Im ‚Kanon der Medizin‘ fasste er sein medizinisches Wissen zusammen. Es beschreibt die Körperfunktionen und listet alle bekannten Krankheiten und die dazu gehörenden Heilverfahren. Als potentielle Medikamente werden rund 800 Pflanzen beschrieben. Es geht nur selten über den Stand des Wissens hinaus, den Galen von Pergamon (129-216) besaß, der am Hof von Kaiser Marc Aurel wirkte. So wird das Blut als der Leber entspringend gedeutet und noch nicht als Kreislauf gesehen. Physikalische Themen behandelt zum Beispiel ein Briefwechsel mit Al-Biruni (973-1048), der in die Zeit um 997/998 fällt.

Wirkung und Nachruhm

Avicennas Werke verbreiteten sich zuerst innerhalb der muslimischen Welt. Besonders der Kanon der Medizin fand große Anerkennung. Die mehr philosophischen Schriften wurden von orthodoxen Kreisen eher kritisch gesehen. So wurde Avicenna 1160 in Bagdad zum Ungläubigen erklärt und seine Bücher verbrannt. Seine Logik wurde aus dem Lehrplan der Medresen gestrichen, selbst in Buchara. Einige seiner philosophischen Werke wurden lediglich von einer Nebenlinie, den Mystikern des Sufismus, rezipiert.
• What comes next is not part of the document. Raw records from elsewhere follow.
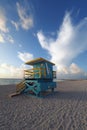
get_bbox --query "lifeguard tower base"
[10,58,56,97]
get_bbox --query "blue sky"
[0,0,87,78]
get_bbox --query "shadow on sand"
[44,91,87,101]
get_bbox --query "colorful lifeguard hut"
[10,58,56,96]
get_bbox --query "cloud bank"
[0,8,14,43]
[37,12,87,78]
[0,63,24,78]
[11,2,33,30]
[18,52,33,62]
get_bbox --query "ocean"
[0,78,22,85]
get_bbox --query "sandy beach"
[0,80,87,130]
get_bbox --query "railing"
[24,68,46,78]
[24,68,56,79]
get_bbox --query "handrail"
[24,68,46,78]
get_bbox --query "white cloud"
[18,52,33,62]
[0,63,24,78]
[37,12,87,78]
[6,35,14,43]
[0,34,5,43]
[0,33,14,43]
[0,7,14,43]
[11,20,19,30]
[0,8,9,33]
[11,2,33,30]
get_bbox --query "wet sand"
[0,80,87,130]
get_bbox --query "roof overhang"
[25,57,55,65]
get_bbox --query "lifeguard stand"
[10,58,56,96]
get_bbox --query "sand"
[0,80,87,130]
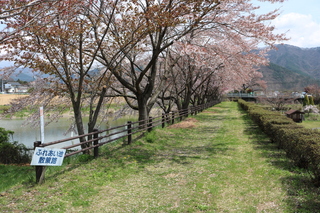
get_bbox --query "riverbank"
[0,94,26,106]
[0,102,320,213]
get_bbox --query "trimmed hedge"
[238,99,320,186]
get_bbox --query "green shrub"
[238,100,320,186]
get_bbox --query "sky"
[0,0,320,67]
[252,0,320,48]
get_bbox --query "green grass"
[0,102,320,213]
[299,113,320,129]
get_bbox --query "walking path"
[0,102,312,213]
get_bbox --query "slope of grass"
[0,102,320,212]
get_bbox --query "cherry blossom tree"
[2,0,112,148]
[0,0,285,129]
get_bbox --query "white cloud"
[272,13,320,47]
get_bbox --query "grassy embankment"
[0,102,320,212]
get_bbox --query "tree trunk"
[137,95,149,129]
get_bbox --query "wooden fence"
[34,101,219,183]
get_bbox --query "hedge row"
[238,99,320,186]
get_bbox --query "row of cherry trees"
[0,0,285,148]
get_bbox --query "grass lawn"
[0,102,320,213]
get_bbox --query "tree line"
[0,0,286,150]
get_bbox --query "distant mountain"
[260,45,320,91]
[268,45,320,79]
[260,63,320,91]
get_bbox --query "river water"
[0,117,133,148]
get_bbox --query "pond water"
[0,116,134,148]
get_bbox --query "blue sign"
[31,147,66,166]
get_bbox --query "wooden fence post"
[127,121,132,145]
[93,129,99,158]
[33,141,45,184]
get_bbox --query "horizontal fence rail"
[34,101,220,182]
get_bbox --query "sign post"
[30,146,66,184]
[39,107,44,143]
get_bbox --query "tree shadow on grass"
[242,111,320,212]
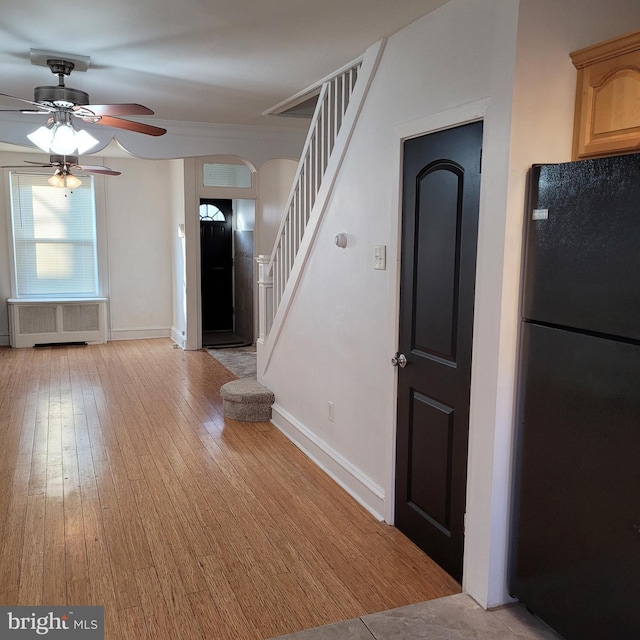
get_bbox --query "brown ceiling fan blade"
[75,164,120,176]
[0,93,54,113]
[0,160,53,169]
[73,103,153,116]
[0,109,51,116]
[83,116,167,136]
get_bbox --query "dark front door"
[200,200,233,333]
[395,122,482,580]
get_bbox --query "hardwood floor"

Im Abendland fand Avicennas Werk Aufmerksamkeit durch die Übersetzung in Latein, die Gerhard von Cremona (1114-1187) in Toledo vornahm. Soweit es dabei um griechische Originalarbeiten ging, fanden Kenner das Ergebnis als Zumutung, eine physische Qual. Dennoch fanden diese Übersetzungen aufmerksame Leser an der Sorbonne in Paris sowie an der Universität Köln. Der Dominikaner Albert von Lauingen (1193-1280), Albertus Magnus genannt, und sein Schüler Thomas von Aquin  (1225-1274), die an beiden Universitäten lehrten, waren von ihnen sehr beeindruckt. Jedenfalls beauftragten sie einen Ordensbruder, Aristoteles aus dem Griechischen direkt ins Latein zu übersetzen. Ohne Aristoteles, d.h. ohne Avicenna, wäre die Scholastik andere Wege gegangen, wenn es sie überhaupt gegeben hätte. 
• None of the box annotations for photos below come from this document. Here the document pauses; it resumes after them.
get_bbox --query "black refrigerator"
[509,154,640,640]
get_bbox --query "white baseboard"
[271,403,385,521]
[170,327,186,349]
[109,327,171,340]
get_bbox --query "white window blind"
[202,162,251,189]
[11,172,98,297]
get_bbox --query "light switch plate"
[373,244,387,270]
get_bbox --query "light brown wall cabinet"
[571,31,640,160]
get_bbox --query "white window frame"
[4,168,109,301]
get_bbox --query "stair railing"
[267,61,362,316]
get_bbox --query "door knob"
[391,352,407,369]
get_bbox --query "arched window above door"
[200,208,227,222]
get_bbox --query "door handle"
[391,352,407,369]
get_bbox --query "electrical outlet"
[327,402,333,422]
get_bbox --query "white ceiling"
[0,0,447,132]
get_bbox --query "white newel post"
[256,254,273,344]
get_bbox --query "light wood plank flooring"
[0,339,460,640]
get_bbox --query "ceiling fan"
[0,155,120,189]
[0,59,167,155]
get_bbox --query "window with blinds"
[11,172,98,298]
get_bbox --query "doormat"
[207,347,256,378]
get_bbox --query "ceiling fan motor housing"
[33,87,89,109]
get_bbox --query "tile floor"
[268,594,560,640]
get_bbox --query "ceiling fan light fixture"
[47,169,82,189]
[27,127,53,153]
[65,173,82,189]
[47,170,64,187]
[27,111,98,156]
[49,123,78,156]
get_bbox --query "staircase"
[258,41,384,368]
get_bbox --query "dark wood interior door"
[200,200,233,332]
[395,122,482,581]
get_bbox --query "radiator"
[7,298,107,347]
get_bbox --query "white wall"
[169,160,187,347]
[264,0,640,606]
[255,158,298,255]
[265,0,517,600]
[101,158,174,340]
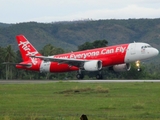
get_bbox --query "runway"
[0,80,160,84]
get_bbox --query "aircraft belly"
[40,61,51,72]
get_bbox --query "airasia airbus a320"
[16,35,159,79]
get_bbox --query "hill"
[0,19,160,51]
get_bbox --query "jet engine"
[83,60,102,71]
[113,63,131,72]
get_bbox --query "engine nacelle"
[113,63,131,72]
[83,60,102,71]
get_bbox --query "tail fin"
[16,35,41,61]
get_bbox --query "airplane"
[16,35,159,79]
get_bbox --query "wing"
[2,62,31,67]
[31,56,89,67]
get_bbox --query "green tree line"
[0,40,160,80]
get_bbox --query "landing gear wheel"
[76,74,84,79]
[137,68,142,72]
[96,74,103,79]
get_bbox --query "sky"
[0,0,160,23]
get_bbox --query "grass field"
[0,82,160,120]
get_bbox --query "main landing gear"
[76,70,103,80]
[76,70,84,79]
[96,70,103,79]
[136,61,142,72]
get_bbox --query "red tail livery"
[16,35,159,79]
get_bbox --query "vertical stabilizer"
[16,35,41,61]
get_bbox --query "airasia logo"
[54,46,127,59]
[18,41,38,65]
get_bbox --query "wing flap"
[31,56,89,67]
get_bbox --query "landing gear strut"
[76,70,84,79]
[96,71,103,79]
[136,61,142,72]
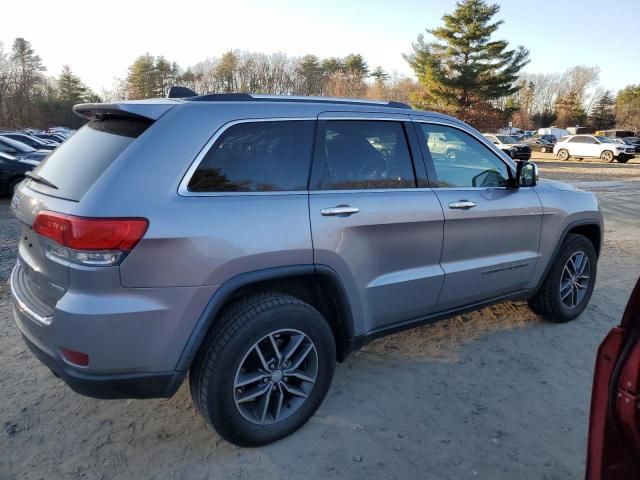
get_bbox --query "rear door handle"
[320,205,360,217]
[449,200,476,210]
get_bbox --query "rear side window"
[29,118,152,201]
[188,120,315,192]
[313,120,416,190]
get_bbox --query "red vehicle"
[585,280,640,480]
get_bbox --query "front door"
[415,118,542,311]
[309,113,443,335]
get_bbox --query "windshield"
[496,135,518,143]
[0,137,37,153]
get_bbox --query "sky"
[0,0,640,93]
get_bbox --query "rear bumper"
[10,265,218,398]
[23,334,185,399]
[511,152,531,160]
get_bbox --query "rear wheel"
[558,148,571,161]
[600,150,614,163]
[529,234,598,322]
[189,293,336,446]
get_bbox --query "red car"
[585,280,640,480]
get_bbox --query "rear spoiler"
[73,98,180,120]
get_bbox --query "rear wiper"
[24,172,58,190]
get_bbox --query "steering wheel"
[358,155,389,181]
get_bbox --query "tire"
[600,150,615,163]
[558,148,571,162]
[189,293,336,446]
[529,233,598,323]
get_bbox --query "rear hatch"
[12,104,171,319]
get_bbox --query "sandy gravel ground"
[0,157,640,480]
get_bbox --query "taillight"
[33,211,149,266]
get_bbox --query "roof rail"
[167,85,198,98]
[169,87,411,109]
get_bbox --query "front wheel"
[600,150,613,163]
[558,148,570,162]
[529,234,598,323]
[189,293,336,446]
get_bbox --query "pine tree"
[555,89,587,128]
[371,66,389,88]
[127,53,158,100]
[56,65,89,106]
[297,55,322,95]
[405,0,529,119]
[589,90,616,130]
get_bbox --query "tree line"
[0,0,640,131]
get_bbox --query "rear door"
[309,112,443,335]
[415,118,542,310]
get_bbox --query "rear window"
[29,118,152,201]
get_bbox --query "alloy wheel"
[234,329,318,425]
[560,251,591,309]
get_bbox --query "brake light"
[33,211,149,266]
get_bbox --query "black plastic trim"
[345,290,530,356]
[533,220,604,295]
[176,264,353,377]
[185,93,413,110]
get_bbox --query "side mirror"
[516,160,538,187]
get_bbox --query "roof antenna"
[167,85,198,98]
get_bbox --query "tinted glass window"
[29,118,151,200]
[188,120,315,192]
[419,123,509,188]
[314,120,416,190]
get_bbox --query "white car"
[553,135,636,163]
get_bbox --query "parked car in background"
[483,133,531,160]
[0,152,40,197]
[553,135,636,163]
[585,280,640,480]
[533,133,558,145]
[538,127,571,140]
[10,89,604,446]
[595,128,635,138]
[623,137,640,154]
[0,135,49,161]
[0,132,60,151]
[524,137,553,153]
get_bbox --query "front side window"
[314,120,416,190]
[188,120,315,192]
[419,123,509,188]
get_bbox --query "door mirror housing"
[515,160,538,187]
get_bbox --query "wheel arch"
[176,265,353,373]
[534,220,603,293]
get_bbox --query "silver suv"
[11,91,603,445]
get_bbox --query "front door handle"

Das ist aber noch nicht das Ende unserer Geschichte. Die Universitätsbibliothek von Bologna besitzt heute noch eine hebräische Version des Kanons aus dem Jahre 1492. Ein Wegbereiter der neuen Medizin mit Namen Paracelsus von Hohenheim (1493-1541) fand, es sei an der Zeit neue Wege zu gehen und warf in Basel die Schriften des Avicenna ins Feuer.

Schlussgedanken

Wir lernten hier einen Vertreter des Islams kennen, der einem Menschenbild und einer Geisteshaltung entspricht, die wir uns heute kaum noch vorstellen können. Wir haben es damals mit einer pluralistisch angelegten Kultur zu tun. Was uns heute als Isolationsblock erscheint, förderte die geistige Interaktion. Vor allem aber zeigt es, dass Europa nicht zu dem geworden wäre, was es heute ist, hätte es nicht Hilfe von außen bekommen.